SAAT perang genosida Israel menebar bayangan gelap di wilayah dan dunia, para ahli memperingatkan bahwa miliaran dolar AS untuk menghancurkan Jalur Gaza dan rakyat Palestina bisa menjadi biaya yang terlalu tinggi bagi ekonomi Israel sendiri.

Nyaris tidak ada tanda-tanda pemulihan, menurut seorang peneliti ekonomi Israel, dengan nilai indikator yang lemah, investasi asing, dan pariwisata yang menurun, serta eksodus warga yang mengkhawatirkan. Ini melukiskan gambaran suram bagi masa depan Israel.

“Krisis ekonomi hanya akan semakin memburuk. Bukan ada prospek pemulihan,” ujar ekonom politik Israel Shir Hever dalam wawancara dengan Anadolu.

Baca juga : Setahun Genosida Israel di Gaza, 814 Masjid dan 3 Gereja Hancur

Kata-katanya sejalan dengan penilaian terbaru Yoel Naveh, mantan kepala ekonom di Kementerian Keuangan Israel, yang mengatakan bahwa pemerintah harus bertindak dengan tegas dan segera untuk menghindari risiko krisis keuangan yang membayangi.
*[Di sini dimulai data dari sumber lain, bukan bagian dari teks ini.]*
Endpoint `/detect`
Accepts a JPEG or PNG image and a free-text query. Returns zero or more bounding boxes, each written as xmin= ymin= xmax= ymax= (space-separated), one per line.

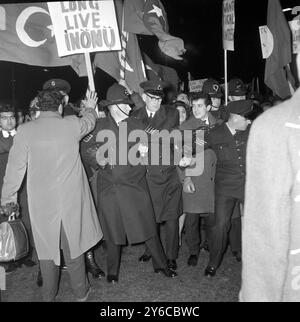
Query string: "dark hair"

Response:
xmin=0 ymin=99 xmax=15 ymax=113
xmin=173 ymin=101 xmax=191 ymax=119
xmin=190 ymin=92 xmax=211 ymax=106
xmin=37 ymin=90 xmax=63 ymax=111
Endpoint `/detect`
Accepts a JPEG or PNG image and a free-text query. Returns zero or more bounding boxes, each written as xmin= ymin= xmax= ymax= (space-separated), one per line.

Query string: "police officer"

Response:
xmin=205 ymin=100 xmax=252 ymax=276
xmin=133 ymin=80 xmax=182 ymax=270
xmin=82 ymin=84 xmax=177 ymax=283
xmin=202 ymin=78 xmax=224 ymax=120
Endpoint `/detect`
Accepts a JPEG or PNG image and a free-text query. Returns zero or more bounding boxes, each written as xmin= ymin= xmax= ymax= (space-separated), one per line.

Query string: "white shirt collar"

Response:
xmin=1 ymin=129 xmax=17 ymax=138
xmin=201 ymin=114 xmax=209 ymax=125
xmin=226 ymin=122 xmax=236 ymax=135
xmin=146 ymin=108 xmax=156 ymax=117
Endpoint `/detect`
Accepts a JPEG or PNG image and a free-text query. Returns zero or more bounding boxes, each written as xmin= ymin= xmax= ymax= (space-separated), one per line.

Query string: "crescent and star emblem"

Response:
xmin=16 ymin=7 xmax=54 ymax=47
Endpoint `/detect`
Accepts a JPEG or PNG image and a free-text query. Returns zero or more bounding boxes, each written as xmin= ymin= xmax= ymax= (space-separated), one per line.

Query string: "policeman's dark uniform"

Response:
xmin=202 ymin=78 xmax=227 ymax=120
xmin=133 ymin=81 xmax=182 ymax=269
xmin=207 ymin=101 xmax=252 ymax=269
xmin=82 ymin=84 xmax=176 ymax=279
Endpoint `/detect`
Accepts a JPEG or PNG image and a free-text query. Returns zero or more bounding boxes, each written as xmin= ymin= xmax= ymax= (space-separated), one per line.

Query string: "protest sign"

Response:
xmin=223 ymin=0 xmax=235 ymax=51
xmin=289 ymin=20 xmax=300 ymax=54
xmin=259 ymin=26 xmax=274 ymax=59
xmin=189 ymin=78 xmax=207 ymax=92
xmin=48 ymin=0 xmax=121 ymax=56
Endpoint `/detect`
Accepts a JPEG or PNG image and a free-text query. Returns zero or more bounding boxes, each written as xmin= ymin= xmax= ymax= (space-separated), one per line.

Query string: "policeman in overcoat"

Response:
xmin=205 ymin=100 xmax=252 ymax=276
xmin=82 ymin=84 xmax=176 ymax=283
xmin=133 ymin=81 xmax=182 ymax=270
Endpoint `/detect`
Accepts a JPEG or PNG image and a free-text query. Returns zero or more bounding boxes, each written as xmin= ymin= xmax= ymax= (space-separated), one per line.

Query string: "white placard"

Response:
xmin=189 ymin=78 xmax=207 ymax=92
xmin=223 ymin=0 xmax=235 ymax=51
xmin=48 ymin=0 xmax=121 ymax=56
xmin=259 ymin=26 xmax=274 ymax=59
xmin=289 ymin=20 xmax=300 ymax=54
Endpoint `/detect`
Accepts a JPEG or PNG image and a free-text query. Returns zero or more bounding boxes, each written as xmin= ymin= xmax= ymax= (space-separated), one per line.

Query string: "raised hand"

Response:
xmin=82 ymin=89 xmax=98 ymax=109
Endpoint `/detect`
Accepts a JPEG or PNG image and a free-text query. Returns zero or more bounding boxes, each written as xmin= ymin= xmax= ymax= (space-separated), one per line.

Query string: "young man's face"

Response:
xmin=143 ymin=93 xmax=162 ymax=112
xmin=192 ymin=98 xmax=207 ymax=119
xmin=0 ymin=112 xmax=16 ymax=131
xmin=211 ymin=97 xmax=221 ymax=108
xmin=176 ymin=106 xmax=187 ymax=124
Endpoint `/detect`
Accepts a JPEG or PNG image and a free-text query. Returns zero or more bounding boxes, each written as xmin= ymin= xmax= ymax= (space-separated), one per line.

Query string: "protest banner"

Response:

Arah saat ini, tambahnya, bisa menyeret ekonomi Israel yang rusak oleh perang ke dalam resesi dan membahayakan keamanan nasional negara tersebut.

Biaya ekonomi dari serangan mematikan Israel di Gaza diperkirakan lebih dari US$67 miliar (sekitar Rp1,04 kuadriliun), menurut perkiraan pada Agustus 2024 oleh ekonom Israel. Bank Israel menyatakan pada Mei bahwa biaya perang akan melonjak hingga sekitar 250 miliar shekel (US$66 miliar/sekitar Rp1 kuadriliun) hingga akhir tahun depan.

Baca juga : Setahun Genosida Israel, WHO: Enam Persen Populasi Gaza Tewas dan Terluka

Ekonomi Israel, di sisi lain, hanya tumbuh sebesar 0,7% pada kuartal kedua 2024. Ini jauh di bawah prediksi analis Bursa Pengaruh Tel Aviv yang sebesar 3%. 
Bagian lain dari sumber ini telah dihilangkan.